Pero el hombre ya no está. No hay un alma en la calle, sólo yo. Tengo esa sensación de la que habla la gente justo antes de que les asalten. En un par de segundos estoy caminando tan deprisa que el sonido de mis medias, al rozar una con la otra, parece el de una cremallera abrochándose. Más adelante, veo a tres personas andando a paso ligero como yo. Todos se meten en sus casas y cierran las puertas.

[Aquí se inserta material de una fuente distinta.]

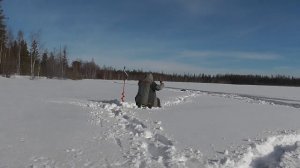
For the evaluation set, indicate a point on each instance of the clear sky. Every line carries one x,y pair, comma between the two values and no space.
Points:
181,36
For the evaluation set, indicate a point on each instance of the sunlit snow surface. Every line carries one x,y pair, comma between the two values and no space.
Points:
64,123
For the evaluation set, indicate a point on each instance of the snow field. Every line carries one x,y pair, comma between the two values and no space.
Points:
52,123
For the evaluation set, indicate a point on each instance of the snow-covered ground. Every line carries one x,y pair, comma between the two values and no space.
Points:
65,123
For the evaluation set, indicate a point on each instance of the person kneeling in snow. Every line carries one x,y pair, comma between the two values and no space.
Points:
146,96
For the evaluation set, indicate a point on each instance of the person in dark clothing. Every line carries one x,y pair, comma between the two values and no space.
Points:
146,96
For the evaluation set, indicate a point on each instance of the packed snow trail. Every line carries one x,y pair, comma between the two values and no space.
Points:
144,143
244,97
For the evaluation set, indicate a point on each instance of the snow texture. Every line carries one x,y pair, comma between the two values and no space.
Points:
62,123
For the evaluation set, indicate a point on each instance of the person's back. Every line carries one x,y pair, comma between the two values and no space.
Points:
146,95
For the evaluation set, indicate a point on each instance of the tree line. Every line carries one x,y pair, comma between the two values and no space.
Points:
18,56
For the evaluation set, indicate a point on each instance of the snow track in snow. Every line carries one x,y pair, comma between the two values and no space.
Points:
279,151
143,143
191,93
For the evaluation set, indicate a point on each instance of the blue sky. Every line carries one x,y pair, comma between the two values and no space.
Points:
180,36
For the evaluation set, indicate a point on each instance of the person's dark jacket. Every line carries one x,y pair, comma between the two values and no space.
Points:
146,95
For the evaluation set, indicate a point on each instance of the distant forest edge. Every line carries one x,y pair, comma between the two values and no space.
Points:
17,56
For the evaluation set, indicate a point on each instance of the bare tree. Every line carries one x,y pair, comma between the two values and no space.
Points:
20,38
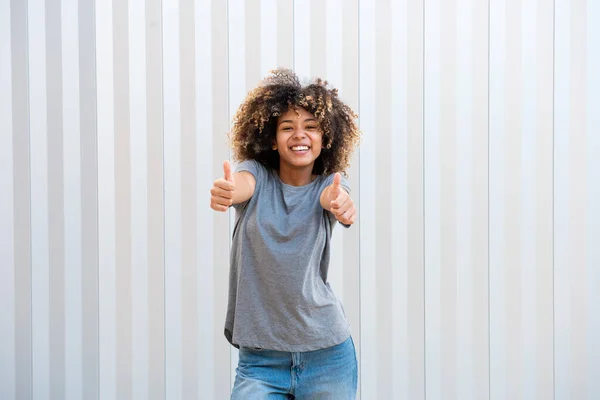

La verdad es que no me apetece pasar un momento más sola. Atajo por detrás de la casa de Mule Cato y atravieso el taller mecánico. Después, cruzo el jardín de Oney Black y tropiezo con una manguera en la oscuridad. Me siento como una fugitiva. Puedo ver luces encendidas en las casas y cabezas agachadas en el interior. A esta hora de la noche, la gente debería estar durmiendo. Sea lo que fuere lo que está sucediendo, todo el mundo habla de ello o escucha impaciente.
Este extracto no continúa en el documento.